Apify MCP: I Gave Claude 5,000 Web Scrapers for Under $0.50

I asked Claude for three coffee shops in Valencia with their ratings and websites. A minute later I had them from Google Maps, and the run cost me under two cents.

I never wrote a scraper. Claude read the request, ran a maintained one on cloud servers, and returned clean data.

That marketplace is Apify, and the Apify MCP server connects it to Claude. One API token turns Claude Code into an agent that can pull real data from Google Maps, search engines, Instagram, or almost any site, using scrapers other people maintain. It reads public data in batches, and won't log in or click.

How the Apify MCP server works

The marketing says 5,000 scrapers, and that number worried me, since five thousand tools would overload the context.

It doesn't work that way. By default the server gives Claude about ten tools. Apify calls each scraper an Actor, and the rest sit in the store until a request goes looking for one.

In my Google Maps test the search returned five candidate Actors. Claude weighed them by user count and rating, then picked the most-used one because it can cap results at the source with maxCrawledPlacesPerSearch. I never told it to weigh cost. It did anyway.

Setup took one line and connected first try.

claude mcp add --transport http apify https://mcp.apify.com/ \
  --header "Authorization: Bearer $APIFY_TOKEN"

# then, in Claude:
# "Scrape Google Maps for 3 coffee shops in Valencia, Spain.
#  Return name, address, rating, and website. Cap it at 3 results."

The Apify MCP run loop, from Claude searching the store to running an Actor on Apify's cloud and reading the dataset back

Lead lists and live web data

I use it for two jobs. The first is lead generation. Ask for coffee shops, dentists, or gyms in a city and Claude hands back a real sales list of names, addresses, phones, and websites, though not emails. A hundred places cost about forty cents on the free tier.

The second is fresh web data. Claude's own knowledge stops at its training cutoff, so I point it at Apify's default RAG Web Browser, which searches Google, reads the top results, and returns clean Markdown.

I asked it for the cheapest hourly price to rent an NVIDIA H100 right now. It found $0.61 an hour on Vast.ai, with on-demand rates near two dollars elsewhere, scraped live for under half a cent. The catch is that the first response came back empty while the dataset was still writing, so Claude fetched again.

Those are the two I use most, but Apify's store covers far more. The same setup can scrape Instagram or TikTok profiles for social research, track prices across online shops, collect Google or Amazon reviews, or gather news for a daily brief. If a site has a scraper in the store, it is one request away.

The cost problem

Then I tried to break it with one lazy prompt. Research this company as thoroughly as you can.

It made twenty-eight tool calls, ran the web browser eleven times, pulled social profiles and funding history, and ran until my timeout stopped it. That request cost seven cents, more than every careful test combined.

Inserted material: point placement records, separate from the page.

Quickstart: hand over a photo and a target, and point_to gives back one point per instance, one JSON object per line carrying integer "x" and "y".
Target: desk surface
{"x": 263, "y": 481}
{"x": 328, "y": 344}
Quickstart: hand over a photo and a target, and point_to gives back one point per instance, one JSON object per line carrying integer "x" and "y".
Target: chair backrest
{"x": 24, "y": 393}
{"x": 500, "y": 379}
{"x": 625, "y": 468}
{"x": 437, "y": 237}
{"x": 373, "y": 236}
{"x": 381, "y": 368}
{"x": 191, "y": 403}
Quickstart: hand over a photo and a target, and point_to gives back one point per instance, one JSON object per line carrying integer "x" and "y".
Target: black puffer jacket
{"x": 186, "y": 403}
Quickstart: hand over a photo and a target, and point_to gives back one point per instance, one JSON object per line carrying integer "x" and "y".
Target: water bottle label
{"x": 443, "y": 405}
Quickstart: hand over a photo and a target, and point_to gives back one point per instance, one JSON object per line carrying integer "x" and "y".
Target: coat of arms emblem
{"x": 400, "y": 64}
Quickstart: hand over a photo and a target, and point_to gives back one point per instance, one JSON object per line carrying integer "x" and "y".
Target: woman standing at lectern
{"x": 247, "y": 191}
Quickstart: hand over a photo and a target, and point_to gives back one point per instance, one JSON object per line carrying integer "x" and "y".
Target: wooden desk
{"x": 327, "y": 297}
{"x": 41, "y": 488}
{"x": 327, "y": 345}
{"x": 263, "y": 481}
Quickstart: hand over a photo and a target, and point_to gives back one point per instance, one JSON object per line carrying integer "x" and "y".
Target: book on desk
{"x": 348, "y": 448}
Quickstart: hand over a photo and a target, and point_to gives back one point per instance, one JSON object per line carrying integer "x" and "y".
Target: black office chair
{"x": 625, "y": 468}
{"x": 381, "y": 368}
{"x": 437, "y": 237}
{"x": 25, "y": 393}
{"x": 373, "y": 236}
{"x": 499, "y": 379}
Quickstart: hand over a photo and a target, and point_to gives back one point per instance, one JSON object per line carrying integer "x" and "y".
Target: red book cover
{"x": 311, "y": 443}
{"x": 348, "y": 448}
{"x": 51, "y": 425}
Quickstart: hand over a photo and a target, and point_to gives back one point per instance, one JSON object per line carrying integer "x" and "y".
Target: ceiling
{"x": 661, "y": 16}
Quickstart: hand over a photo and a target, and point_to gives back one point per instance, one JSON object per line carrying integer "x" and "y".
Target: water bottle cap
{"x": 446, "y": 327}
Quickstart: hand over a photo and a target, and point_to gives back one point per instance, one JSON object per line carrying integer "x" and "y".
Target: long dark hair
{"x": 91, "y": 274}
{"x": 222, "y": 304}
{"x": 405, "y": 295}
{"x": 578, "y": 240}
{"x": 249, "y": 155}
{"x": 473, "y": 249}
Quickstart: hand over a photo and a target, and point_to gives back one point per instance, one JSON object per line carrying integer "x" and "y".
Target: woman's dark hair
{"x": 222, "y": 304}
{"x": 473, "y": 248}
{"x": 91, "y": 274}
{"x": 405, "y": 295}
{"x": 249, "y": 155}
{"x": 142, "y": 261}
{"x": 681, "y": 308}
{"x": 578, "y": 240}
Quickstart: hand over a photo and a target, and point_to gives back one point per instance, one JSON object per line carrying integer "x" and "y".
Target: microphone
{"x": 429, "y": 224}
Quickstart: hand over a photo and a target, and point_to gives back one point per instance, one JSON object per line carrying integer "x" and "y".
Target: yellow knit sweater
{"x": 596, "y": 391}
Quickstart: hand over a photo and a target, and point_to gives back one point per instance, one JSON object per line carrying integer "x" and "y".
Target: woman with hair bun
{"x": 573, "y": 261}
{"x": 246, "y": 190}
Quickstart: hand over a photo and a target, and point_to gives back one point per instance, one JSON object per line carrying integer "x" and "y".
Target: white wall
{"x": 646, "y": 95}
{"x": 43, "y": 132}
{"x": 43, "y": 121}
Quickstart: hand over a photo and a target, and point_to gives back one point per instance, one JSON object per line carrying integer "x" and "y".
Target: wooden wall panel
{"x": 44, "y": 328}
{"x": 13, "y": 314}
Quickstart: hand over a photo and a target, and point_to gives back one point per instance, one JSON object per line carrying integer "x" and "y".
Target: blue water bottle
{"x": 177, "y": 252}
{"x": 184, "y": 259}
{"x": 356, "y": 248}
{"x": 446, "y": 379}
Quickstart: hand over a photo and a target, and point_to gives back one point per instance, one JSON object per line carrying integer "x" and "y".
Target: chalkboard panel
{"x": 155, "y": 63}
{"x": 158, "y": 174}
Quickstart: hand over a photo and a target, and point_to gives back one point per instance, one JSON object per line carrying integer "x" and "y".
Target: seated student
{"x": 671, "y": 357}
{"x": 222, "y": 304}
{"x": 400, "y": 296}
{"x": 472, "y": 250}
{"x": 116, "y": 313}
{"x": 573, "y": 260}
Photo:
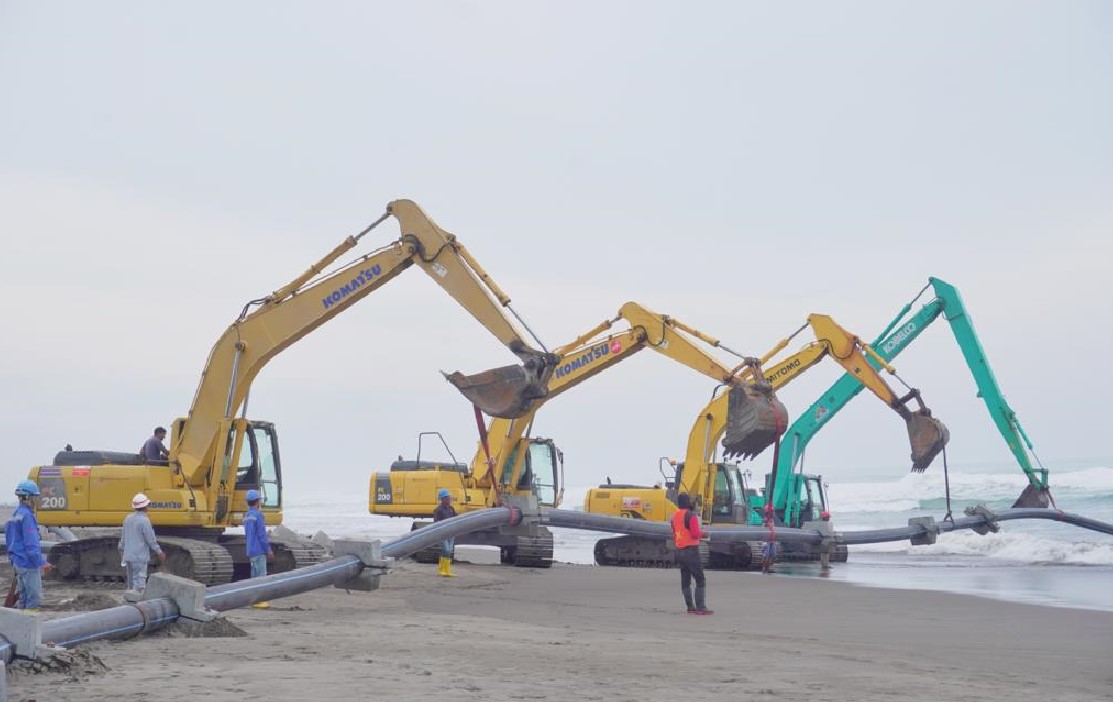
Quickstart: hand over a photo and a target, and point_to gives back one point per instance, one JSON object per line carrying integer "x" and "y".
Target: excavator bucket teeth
{"x": 755, "y": 419}
{"x": 1033, "y": 497}
{"x": 506, "y": 392}
{"x": 927, "y": 436}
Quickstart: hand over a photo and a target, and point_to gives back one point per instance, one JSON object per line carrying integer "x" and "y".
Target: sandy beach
{"x": 592, "y": 633}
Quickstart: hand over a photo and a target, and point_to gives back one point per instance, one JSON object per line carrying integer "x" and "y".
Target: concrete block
{"x": 22, "y": 631}
{"x": 479, "y": 555}
{"x": 188, "y": 594}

That's nothing here, but point the same prompt at an Instagram scraper that charges about 2.70 dollars per thousand results, running unattended in a loop, and the meter climbs fast.

You can price one run, but not the chain. Claude reads exactly what a single run costs from fetch-actor-details before it fires, yet nothing stops it from firing thirty in a row, and it stays quiet about cost unless you ask.

A scoped run stays cheap while a vague prompt runs up the meter, a short SCOPED receipt next to a long RUNAWAY one

When I asked it to log into LinkedIn, it refused, correctly, because Actors are batch jobs, not live sessions.

The verdict

For small, scoped scraping jobs, this beat writing my own scraper. One I build myself breaks every time the site changes. The Actor Claude chose has 500,000 users keeping it working.

I'd use it today, but I wouldn't run it unattended in a loop without a cap, either a per-run result limit like maxCrawledPlacesPerSearch or a spend limit on your account.

Takeaways

  • One token, thousands of scrapers. Claude finds and runs the right Actor from a plain request.
  • Scoped is cheap, vague is not. My careful runs cost cents. One lazy prompt cost more than all of them together.
  • It reads data, it doesn't drive browsers. Ask it to sign into a site and it stops, because Actors run batch jobs, not live sessions.
  • Claude can read what a run will cost before running it, but only if you ask.
  • The RAG Web Browser's first response comes back empty while the dataset writes, so Claude fetches again to read it.